Currently, Frank is the head of the European Astronaut Centre in Cologne.

​Head of the European Astronaut Center, ESA

Floris Wuyts

Floris Wuyts got his PhD in Physics in 1991 and is currently full professor at the University of Antwerp, and teaches at the University of Ghent and King’s College in London as well. For the past 2 decades he is the head of a research lab (AUREA) that studies the human vestibular system. He is Principal Investigator of 2 large projects of the European Space Agency (ESA) concerning the evaluation of cosmonauts before and after spaceflight in the International Space Station (ISS) with respect of their physiological function and brain neuroplasticity. Already 40 cosmonauts have been tested in his lab in Star City near Moscow, Russia, to investigate their vestibular system. He and his team were one of the first to uncover the link between the autonomous system and the vestibular system in humans, and recently they did pioneering research on the effect of microgravity on the human brain, using advanced MRI methods.

Head of the Center of Equilibrium & Aerospace, UAntwerpen

Sarah Baatout

Sarah Baatout is head of the radiobiology unit at the Belgian Nuclear Research Centre (SCK•CEN) Mol, Belgium. The unit evaluates the potential risks of ionizing radiation on health and provides the scientific background for occupational, accidental, medical or space radiation exposure allowing a more accurate radiation risk assessment. The work is performed in close collaboration with the European Commission, European Space Agency, Belgian & European Universities, hospitals & research institutes. Besides, S. Baatout is guest-professor at Ghent University and maître de conférence at the University of Namur. She is also member of the Belgian delegation at UNSCEAR (United Nations Scientific Committee on the Effects of Atomic Radiation) and of the High Council for Health. In 2018, she has received the “BeSpace personality of the year” award and was recognized by Femmes d’Aujourdhui as one of the “85 women that make Belgium move”.
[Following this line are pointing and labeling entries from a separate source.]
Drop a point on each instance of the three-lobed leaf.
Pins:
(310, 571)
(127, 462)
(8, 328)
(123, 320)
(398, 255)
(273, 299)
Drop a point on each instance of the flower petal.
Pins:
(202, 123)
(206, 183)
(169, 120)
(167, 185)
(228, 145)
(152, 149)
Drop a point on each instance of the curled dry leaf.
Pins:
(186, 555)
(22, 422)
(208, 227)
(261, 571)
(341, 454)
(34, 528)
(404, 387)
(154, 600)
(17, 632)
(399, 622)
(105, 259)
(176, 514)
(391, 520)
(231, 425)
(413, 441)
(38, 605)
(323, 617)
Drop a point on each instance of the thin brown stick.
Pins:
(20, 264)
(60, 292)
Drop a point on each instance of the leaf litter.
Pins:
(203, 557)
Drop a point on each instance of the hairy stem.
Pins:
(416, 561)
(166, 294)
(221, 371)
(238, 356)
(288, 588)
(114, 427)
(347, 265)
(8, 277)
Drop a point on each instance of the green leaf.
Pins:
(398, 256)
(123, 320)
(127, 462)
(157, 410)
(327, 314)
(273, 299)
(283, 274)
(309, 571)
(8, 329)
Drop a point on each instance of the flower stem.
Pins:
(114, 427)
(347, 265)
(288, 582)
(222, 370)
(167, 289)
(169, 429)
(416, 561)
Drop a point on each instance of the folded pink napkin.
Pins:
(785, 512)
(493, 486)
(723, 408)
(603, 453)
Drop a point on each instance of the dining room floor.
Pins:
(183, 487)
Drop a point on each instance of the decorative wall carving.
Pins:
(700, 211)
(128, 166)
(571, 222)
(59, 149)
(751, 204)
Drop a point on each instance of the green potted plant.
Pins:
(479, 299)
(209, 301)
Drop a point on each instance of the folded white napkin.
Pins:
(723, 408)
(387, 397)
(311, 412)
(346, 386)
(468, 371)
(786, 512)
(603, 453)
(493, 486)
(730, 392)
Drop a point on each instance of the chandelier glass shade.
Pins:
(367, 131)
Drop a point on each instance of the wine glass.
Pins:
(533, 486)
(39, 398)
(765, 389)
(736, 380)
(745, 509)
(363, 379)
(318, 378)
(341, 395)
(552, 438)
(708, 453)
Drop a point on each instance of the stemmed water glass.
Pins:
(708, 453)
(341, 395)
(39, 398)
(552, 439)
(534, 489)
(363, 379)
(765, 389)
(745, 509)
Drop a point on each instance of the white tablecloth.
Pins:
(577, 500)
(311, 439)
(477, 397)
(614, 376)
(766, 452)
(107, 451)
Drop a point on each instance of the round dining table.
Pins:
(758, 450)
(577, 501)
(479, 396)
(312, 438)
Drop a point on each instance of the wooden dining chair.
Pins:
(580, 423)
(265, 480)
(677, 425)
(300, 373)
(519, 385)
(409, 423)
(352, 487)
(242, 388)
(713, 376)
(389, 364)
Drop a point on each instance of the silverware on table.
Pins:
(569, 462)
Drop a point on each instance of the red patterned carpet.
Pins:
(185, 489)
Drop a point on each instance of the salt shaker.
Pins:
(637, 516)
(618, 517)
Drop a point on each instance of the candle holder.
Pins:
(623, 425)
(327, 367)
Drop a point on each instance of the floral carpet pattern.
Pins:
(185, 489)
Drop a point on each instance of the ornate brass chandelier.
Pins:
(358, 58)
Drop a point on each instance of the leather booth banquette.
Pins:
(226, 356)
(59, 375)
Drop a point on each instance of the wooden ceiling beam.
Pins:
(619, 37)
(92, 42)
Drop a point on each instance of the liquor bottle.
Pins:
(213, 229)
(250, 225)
Head of Radiobiology Unit, SCK•CEN

Natalie Leys

Dr. Ir. Natalie Leys works at the Belgian Nuclear Research Centre (SCK•CEN). Natalie is leading the Microbiology Research team, and coordinates the Space Life Science program at SCK•CEN. Her team performs research in Microbiology, Molecular Biology, Biotechnology and Bioinformatics. The main research focus is the biological impact of ionizing radiation and radionuclides, and the role of microbes, in nuclear installations, in the environment, in health, and in space. Natalie performed 7 biological space flight experiments, including the first full photo-bioreactor in space.

Bioengineer, Microbiologist & Space researcher, SCK•CEN

Benedikt Sas

Benedikt Sas obtained his Ph.D. at Ghent University and ended several management courses at Vlerick (Ghent University) and Templeton (Oxford University). He has years of industrial experience with regards to R&D, Corporate Management and Business development. He started as chemistry manager at Kemin Europa NV in 1996, became an R&D director in 1998 and afterwards world-wide VP Research. From 2001 till 2008 he held the position of President of Kemin Pharma, after which he moved back to his alma mater Ghent University as a senior business developer.

He is now teaching at Ghent University several courses related to Business and Management. He also manages Food2Know, which is a Centre of Excellence for Food Science, Nutrition and Health and groups more than 35 research labs. He recently joined the Melissa advisory group for the identification and valorisation of terrestrial applications of new developed space technologies.